At a recent conference on the EU’s data protection reform proposals in Berlin, Cornelia Rogall-Grothe, state secretary at the German Ministry of Interior, expressed doubts regarding some fundamental principles of the draft regulation which made it clear that the European Commission’s proposal has a long way to go before a final version may be adopted.
It is not news that the German government disapproves of the draft regulation’s approach to also regulate data protection for the public sector, i.e. the state. Ms. Rogall-Grothe emphasised that German data protection provisions for the public sector were very elaborated, both by statutory law and judgements of theFederal Constitutional Court. Thus, it would not be necessary to regulate the organisation of public registries or the handling of social security data by a harmonised European law.
In addition, the state secretary sees an inherent danger that efforts to enforce data protection rules for the private sector were exceeding the necessary level. In this regard, the current reshaping of data protection rules on the European level would provide a unique possibility for change. Accordingly, she laid out that the German government supported the idea to introduce a legal regime which provides for a general permission to collect and use personal data unless a legal provision prohibited such use.

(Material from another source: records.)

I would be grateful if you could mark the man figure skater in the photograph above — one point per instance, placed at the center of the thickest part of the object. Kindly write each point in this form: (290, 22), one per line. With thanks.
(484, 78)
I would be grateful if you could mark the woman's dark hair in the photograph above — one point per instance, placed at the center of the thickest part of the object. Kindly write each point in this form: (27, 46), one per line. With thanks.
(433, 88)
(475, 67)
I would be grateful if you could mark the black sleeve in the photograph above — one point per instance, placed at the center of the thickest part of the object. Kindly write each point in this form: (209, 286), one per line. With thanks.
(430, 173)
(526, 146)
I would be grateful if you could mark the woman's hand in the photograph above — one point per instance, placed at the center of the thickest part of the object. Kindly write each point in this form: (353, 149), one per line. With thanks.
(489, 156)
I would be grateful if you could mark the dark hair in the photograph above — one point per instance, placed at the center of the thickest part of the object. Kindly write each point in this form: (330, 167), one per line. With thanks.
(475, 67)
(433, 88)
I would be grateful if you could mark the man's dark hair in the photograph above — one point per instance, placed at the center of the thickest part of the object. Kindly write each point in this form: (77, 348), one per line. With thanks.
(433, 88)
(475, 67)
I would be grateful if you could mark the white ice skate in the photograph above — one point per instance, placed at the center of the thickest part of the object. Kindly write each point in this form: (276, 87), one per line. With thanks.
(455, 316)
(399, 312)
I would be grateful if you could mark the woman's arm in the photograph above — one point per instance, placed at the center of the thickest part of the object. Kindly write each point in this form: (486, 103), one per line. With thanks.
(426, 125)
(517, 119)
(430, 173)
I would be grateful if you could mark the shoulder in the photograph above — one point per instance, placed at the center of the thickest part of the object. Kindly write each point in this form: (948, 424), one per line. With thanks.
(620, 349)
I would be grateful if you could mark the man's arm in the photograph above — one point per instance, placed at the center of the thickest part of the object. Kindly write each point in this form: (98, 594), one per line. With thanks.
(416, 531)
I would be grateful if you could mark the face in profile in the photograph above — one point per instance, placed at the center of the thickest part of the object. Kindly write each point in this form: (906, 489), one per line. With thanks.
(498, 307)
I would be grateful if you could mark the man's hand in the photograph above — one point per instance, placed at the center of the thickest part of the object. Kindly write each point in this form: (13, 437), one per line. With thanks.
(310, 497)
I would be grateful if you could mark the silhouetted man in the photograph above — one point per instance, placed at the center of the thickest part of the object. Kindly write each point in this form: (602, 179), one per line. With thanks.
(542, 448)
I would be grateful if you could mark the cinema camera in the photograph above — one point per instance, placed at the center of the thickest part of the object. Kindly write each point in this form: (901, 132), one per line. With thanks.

The conference’s second keynote speaker, Jan Philipp Albrecht, member of the European Parliament and member of the Committee on Civil Liberties, Justice and Home Affairs, expressed his surprise about this proposal as the idea that the collection and use of personal data must be prohibited unless explicitly allowed has been the basic principles of the German data protection law for over 30 years and also inspired the Commission’s draft regulation (see Article 6). Contrary to Ms. Rogall-Grothe, he regarded the Commission’s draft proposal as a useful base, although he indicated that several amendments and clarifications were necessary. He explicitly criticised the position of the European Commission as too strong, because it authorised the Commission to further develop several undefined terms and processes.
Ms. Rogall-Grothe announced that German Federal Government was currently planning a European conference on data protection in October. At this conference, the government intended to particularly discuss 3 topics: (a) less data protection provisions for individuals and small businesses, (b) a flexible data protection regulation which depends on the particular risk involved for the individuals’ private spheres, and (c) self regulation options for businesses.
As these topics are rather big issues, there is increasing indication that the legislative process for the draft regulation will not be short and easy.